When to use high influence

Use high influence when you'd like to maintain your vision.

Use high influence when you'd like to maintain your vision

Setting the influence level to high (typically 80–100%) tells Vizcom to stay closely aligned with your sketch. This means your sketch becomes the primary source of truth for the final render, and the AI will focus mostly on applying your prompt’s style, materials, and lighting—without making significant changes to the form or proportions.

This setting is especially useful when:

  • You’ve already developed a refined sketch and want to see it rendered clearly and accurately.

  • You're in the later stages of a project where form exploration is complete and visual consistency is important.

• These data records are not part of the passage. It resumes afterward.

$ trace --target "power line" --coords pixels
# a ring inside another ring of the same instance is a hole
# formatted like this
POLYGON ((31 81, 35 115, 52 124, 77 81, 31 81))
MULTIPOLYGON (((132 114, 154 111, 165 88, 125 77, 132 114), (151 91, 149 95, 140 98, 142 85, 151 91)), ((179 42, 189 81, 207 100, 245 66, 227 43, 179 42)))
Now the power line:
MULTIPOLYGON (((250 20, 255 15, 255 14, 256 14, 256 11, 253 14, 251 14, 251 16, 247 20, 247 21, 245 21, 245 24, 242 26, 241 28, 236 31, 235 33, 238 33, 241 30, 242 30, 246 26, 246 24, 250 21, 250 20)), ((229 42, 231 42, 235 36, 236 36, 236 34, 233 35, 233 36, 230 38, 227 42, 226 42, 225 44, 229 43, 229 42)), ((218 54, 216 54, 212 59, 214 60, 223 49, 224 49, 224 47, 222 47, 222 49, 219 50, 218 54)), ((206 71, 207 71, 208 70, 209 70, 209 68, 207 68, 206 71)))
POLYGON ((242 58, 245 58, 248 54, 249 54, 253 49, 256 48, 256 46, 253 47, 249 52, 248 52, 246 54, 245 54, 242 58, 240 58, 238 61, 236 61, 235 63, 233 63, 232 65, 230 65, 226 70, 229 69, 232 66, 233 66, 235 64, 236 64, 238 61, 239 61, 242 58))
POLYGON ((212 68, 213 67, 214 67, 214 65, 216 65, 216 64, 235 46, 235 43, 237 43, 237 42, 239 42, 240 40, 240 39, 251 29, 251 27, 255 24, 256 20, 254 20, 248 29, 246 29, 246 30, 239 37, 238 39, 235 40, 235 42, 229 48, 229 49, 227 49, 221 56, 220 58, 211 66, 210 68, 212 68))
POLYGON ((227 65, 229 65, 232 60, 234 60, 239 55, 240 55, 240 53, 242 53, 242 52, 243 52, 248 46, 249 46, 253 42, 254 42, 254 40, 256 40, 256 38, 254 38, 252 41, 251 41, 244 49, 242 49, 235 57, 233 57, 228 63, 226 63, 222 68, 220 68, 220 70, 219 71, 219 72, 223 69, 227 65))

  • You’re presenting work to clients, instructors, or peers and need the result to reflect a high level of design intention and control.

Example:

Imagine you’re designing a winter coat and have carefully sketched its silhouette, collar shape, sleeve length, and other details. You want Vizcom to preserve these proportions and details exactly as drawn, but add realistic materials, textures, and lighting to help you visualize the final garment.

You might pair your sketch with a prompt like:

Thick winter coat, front view, fur-lined hood, long sleeves, straight cut, heavy wool fabric, matte texture, deep forest green, subtle stitching details, (fashion catalog lighting:1.3), neutral studio background, clean composition, DSLR fashion photo

At 100% influence, Vizcom will render this coat very close to your sketch, enhancing it with brass and matte textures, but keeping the dimensions and structure untouched.

Tip: High influence is best used when your sketch communicates strong design intent. If your sketch is ambiguous or incomplete, high influence may actually limit Vizcom’s ability to help you explore better alternatives.